Lorsque le jury est constitué, je suis très surpris par la réaction d’une dame du jury qui déclare : « Cet homme est un monstre, je suis convaincue qu’il est coupable ! ». Elle se fait taper sur les doigts par le Président et est récusée. Je me demande ce qui s’était vraiment passé…
QJ : À ce moment-là, que connaissez-vous de l’accusé ?
S.L. : Je connaissais son nom mais je n’avais aucune idée de qui il était et des circonstances de cette affaire. Je ne me suis pas renseigné, je découvrirai l’affaire au fur et à mesure des audiences, des débats, des discussions avec d’autres jurés, plus au courant que moi.
QJ : Et le procès démarre…
S.L. : D’emblée, les avocats de la défense déposent une requête, ils refusent un procès pour des faits anciens, estimant que le délai raisonnable n’est pas respecté (argument qui reviendra souvent, y compris dans le jugement et la peine).
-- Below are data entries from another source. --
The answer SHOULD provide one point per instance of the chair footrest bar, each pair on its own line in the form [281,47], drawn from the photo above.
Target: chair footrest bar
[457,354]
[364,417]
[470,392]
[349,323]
Il faut donc d’abord examiner la recevabilité de cette requête, qui est refusée par le président de la Cour. Cela prend une grande partie de la première journée, avec des suspensions, des retards et, ce que je ne savais pas possible, un changement des avocats de l’accusé entre le début et la fin de cet épisode !
Moi, je suis un peu paumé, je ne comprends pas vraiment ce qu’il se passe. Il y a suspension de séance. Heureusement, le Président de la Cour, très pédagogue, vient nous trouver dans la petite pièce réservée au jury et nous explique ce qui s’est passé, qu’il s’agit d’un droit de la défense.
Ensuite, c’est la lecture de l’acte d’accusation, des dizaines et des dizaines de pages lues pendant presqu’une journée. On entend tout l’historique, tous les éléments du dossier. En écoutant, on a une idée relativement complète de ce sur quoi porte l’accusation.
Ensuite, les témoins sont invités à la barre, témoins de moralité, policiers en charge de l’enquête au moment des faits, experts psychiatriques intervenus lors du procès précédent… Faire appel à la mémoire des gens, ce n’est pas évident et l’on sent parfois l’hésitation des policiers par rapport à des événements anciens très précis.
QJ : Comment vous sentez-vous lors de cette lecture ?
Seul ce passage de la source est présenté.